How much disk space do the models use?
Models range from about 1.5 GB (Gemma 2B) to 40 GB (Llama 3.1 70B quantized). A practical setup with three or four 7B–8B models uses around 20–25 GB. You can free space with ollama rm modelname. Store models on an SSD — HDD speeds create a significant startup delay when loading model weights into memory.
Can I run multiple models simultaneously?
Yes, with limits. Ollama can serve multiple models, but each loaded model occupies RAM. If you have 32 GB of RAM and load two 8B models, that uses about 12 GB of RAM and leaves 20 GB for your OS and other applications. The server handles concurrency and will swap models if memory pressure is high. For serving multiple users simultaneously, deploy Ollama on a machine with enough RAM to keep your most-used model loaded permanently.
Is Ollama suitable for production deployments?
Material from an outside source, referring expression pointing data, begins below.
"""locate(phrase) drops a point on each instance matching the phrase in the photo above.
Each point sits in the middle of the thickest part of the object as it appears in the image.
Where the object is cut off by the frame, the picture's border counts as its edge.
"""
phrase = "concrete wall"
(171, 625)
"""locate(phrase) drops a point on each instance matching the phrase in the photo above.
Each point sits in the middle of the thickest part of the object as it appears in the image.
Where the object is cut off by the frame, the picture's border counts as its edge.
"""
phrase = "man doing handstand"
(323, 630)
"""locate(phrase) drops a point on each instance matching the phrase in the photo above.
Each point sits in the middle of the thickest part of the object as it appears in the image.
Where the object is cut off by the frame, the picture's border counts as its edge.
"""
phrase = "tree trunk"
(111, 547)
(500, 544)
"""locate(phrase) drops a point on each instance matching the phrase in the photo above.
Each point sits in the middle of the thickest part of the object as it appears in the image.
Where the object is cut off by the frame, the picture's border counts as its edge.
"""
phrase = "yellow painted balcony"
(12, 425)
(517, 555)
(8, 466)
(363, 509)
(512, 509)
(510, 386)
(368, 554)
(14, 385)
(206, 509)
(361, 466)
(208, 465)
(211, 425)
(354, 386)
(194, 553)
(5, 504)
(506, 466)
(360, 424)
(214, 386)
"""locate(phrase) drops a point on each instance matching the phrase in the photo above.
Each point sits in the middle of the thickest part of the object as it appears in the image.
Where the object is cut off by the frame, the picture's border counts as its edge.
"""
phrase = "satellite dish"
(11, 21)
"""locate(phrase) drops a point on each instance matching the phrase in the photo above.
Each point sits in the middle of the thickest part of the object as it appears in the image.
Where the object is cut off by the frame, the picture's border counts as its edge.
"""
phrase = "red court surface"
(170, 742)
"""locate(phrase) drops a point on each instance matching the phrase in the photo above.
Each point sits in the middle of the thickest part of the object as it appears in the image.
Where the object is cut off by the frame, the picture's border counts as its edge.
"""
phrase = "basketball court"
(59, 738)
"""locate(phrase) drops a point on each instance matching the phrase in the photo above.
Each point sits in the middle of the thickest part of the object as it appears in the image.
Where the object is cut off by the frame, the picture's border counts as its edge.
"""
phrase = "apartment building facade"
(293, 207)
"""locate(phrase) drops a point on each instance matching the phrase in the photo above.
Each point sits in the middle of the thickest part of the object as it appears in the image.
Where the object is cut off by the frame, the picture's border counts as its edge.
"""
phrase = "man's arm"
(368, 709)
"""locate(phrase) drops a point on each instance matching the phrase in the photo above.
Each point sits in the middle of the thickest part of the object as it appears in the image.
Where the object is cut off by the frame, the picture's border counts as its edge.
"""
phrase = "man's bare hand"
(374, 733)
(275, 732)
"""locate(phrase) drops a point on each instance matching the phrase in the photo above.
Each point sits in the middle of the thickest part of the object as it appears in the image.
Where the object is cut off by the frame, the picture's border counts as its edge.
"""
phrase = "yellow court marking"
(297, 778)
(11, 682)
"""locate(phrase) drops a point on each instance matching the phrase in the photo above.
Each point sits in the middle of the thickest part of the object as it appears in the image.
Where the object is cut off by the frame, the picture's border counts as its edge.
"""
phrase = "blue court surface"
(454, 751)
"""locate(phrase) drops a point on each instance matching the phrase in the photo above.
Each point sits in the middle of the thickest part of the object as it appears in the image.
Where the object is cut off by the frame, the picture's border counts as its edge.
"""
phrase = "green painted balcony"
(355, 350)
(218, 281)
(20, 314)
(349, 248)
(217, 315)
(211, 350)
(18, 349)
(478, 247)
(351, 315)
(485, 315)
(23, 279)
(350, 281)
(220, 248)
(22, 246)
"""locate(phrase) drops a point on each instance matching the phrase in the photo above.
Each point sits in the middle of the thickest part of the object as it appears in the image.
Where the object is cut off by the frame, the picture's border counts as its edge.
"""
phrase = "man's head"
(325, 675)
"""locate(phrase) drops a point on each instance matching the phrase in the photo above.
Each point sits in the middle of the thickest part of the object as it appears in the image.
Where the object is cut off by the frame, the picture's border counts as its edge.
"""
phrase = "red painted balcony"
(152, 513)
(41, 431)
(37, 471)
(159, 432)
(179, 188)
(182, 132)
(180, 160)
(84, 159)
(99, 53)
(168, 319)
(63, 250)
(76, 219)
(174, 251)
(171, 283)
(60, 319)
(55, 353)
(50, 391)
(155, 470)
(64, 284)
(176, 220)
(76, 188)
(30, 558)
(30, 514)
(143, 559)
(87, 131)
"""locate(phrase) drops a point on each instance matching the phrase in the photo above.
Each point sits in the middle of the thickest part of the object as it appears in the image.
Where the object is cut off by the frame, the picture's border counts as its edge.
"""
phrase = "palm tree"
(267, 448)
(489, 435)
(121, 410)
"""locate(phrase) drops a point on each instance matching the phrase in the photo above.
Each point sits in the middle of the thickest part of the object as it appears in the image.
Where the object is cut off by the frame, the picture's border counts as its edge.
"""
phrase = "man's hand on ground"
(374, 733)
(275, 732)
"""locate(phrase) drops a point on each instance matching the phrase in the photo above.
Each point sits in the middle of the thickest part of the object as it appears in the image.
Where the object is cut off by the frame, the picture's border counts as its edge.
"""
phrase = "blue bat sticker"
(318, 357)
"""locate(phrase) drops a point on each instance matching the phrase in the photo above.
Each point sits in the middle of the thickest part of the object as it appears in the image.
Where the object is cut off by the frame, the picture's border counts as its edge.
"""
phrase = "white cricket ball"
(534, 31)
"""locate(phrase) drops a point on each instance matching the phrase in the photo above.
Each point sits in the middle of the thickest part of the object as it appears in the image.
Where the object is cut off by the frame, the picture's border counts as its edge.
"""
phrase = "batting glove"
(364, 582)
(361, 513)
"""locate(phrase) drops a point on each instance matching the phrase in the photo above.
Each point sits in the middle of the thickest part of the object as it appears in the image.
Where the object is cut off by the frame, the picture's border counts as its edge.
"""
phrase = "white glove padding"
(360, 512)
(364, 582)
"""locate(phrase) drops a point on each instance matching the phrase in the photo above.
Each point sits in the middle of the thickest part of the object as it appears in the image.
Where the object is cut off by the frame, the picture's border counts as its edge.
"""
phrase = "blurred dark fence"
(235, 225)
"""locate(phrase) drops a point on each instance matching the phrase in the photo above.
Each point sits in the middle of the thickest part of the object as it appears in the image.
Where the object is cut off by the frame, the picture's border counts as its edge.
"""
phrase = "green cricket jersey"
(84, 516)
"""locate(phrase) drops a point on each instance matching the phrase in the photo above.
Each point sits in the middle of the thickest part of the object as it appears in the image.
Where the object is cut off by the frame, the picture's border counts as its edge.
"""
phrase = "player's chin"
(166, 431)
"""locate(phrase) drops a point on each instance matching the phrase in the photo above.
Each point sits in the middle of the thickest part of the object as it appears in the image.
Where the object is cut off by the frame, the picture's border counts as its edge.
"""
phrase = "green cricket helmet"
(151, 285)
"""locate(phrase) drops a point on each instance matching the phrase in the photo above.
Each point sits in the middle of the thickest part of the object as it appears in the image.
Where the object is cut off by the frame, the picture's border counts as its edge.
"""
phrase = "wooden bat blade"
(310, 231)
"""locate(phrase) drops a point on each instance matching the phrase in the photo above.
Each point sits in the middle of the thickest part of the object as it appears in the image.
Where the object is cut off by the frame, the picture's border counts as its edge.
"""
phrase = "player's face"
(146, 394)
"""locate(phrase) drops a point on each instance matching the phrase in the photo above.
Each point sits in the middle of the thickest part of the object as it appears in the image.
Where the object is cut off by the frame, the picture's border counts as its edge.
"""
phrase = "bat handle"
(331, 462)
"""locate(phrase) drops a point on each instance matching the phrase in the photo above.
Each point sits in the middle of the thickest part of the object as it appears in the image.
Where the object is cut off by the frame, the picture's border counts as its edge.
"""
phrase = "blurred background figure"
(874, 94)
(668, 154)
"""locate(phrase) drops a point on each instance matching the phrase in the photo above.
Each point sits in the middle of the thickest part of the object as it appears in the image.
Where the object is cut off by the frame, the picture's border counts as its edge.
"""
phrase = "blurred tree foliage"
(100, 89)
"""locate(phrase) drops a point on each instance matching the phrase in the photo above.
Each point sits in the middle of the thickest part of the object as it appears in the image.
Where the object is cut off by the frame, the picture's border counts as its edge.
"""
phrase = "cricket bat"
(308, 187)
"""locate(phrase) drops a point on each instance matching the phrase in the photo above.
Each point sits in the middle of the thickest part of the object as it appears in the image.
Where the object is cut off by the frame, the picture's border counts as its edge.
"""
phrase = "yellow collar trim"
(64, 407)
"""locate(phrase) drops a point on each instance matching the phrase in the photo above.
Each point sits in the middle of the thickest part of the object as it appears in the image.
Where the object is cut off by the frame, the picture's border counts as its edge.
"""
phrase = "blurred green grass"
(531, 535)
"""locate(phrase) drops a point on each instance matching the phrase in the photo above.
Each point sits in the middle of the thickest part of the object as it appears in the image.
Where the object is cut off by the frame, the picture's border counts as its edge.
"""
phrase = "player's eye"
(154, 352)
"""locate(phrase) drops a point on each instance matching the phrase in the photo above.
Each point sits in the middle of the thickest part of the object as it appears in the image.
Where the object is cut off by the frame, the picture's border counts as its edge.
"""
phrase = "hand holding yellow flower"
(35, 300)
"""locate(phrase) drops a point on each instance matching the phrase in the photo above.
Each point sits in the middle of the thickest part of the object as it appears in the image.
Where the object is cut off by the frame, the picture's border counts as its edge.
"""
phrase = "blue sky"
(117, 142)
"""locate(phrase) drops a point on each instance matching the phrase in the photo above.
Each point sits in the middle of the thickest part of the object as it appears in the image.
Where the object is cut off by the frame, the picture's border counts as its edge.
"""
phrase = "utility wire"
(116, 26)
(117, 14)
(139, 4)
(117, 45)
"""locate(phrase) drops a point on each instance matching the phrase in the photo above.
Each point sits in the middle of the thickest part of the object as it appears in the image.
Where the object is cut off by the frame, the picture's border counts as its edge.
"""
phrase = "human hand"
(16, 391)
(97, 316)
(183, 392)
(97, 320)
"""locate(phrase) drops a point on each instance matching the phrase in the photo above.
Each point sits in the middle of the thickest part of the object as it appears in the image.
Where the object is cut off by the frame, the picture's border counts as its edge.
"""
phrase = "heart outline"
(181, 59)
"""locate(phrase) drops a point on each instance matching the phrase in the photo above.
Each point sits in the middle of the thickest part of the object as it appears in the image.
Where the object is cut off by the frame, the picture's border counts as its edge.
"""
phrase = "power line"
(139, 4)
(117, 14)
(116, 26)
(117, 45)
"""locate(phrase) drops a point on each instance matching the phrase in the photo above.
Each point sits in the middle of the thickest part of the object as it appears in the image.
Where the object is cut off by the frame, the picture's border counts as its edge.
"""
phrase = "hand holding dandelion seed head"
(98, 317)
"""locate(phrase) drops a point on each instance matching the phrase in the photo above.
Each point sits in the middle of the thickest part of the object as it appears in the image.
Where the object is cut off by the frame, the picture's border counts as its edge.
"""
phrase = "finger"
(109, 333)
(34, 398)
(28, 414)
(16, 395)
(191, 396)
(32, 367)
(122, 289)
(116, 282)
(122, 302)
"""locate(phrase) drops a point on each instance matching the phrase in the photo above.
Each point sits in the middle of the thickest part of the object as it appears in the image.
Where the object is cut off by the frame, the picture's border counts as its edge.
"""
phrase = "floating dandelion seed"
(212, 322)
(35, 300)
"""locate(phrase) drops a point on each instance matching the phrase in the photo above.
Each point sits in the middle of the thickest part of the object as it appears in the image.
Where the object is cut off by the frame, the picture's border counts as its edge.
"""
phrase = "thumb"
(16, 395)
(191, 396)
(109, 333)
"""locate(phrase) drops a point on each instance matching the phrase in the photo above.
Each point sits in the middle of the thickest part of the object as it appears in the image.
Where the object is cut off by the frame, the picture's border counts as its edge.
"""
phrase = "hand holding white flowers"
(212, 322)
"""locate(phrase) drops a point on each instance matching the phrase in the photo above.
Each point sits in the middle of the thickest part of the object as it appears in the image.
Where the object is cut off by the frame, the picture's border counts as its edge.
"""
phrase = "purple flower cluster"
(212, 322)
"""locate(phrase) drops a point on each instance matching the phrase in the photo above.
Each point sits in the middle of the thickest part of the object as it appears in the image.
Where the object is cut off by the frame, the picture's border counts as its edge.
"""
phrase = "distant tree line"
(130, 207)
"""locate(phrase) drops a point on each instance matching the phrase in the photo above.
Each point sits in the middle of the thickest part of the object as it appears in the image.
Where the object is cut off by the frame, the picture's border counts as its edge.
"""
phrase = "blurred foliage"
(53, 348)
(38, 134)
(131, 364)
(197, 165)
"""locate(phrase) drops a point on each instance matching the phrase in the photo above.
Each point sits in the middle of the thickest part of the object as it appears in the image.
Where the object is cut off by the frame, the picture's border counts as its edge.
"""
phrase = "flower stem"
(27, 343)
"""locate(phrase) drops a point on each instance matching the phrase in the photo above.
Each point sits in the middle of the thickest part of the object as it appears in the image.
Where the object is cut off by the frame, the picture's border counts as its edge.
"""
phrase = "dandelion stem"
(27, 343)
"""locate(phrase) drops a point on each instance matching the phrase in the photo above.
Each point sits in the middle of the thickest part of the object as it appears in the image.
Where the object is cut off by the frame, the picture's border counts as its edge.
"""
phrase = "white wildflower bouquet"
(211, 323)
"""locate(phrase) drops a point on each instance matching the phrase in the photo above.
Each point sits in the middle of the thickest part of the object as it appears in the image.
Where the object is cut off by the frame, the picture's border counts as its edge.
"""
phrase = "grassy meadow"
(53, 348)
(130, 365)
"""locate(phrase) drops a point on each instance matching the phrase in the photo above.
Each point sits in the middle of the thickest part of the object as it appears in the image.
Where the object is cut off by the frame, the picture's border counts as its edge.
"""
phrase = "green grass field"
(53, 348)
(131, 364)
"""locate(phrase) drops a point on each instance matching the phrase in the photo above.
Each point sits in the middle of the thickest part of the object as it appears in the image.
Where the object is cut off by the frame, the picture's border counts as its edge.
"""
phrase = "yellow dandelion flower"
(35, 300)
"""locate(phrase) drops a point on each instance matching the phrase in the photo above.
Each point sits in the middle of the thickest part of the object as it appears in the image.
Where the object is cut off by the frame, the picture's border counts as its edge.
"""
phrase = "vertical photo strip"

Ollama works well for internal production deployments — private APIs, team tools, pipelines on your own infrastructure. It is not designed as a high-throughput public API server. For high-concurrency production use (hundreds of simultaneous requests), look at vLLM or TGI (Text Generation Inference) which are purpose-built for throughput. Ollama's sweet spot is single-user or low-concurrency applications where simplicity of operation matters more than peak throughput.
How do I update models when new versions are released?
ollama pull llama3.1:8b
Running pull again for an existing model downloads only the changed layers (similar to Docker layers). Ollama checks the manifest and skips anything already cached. Major version updates (e.g., moving from Llama 3 to a hypothetical Llama 4) will be a full download. You can pin a specific version using the tag syntax: ollama pull llama3.1:8b-instruct-q4_K_M.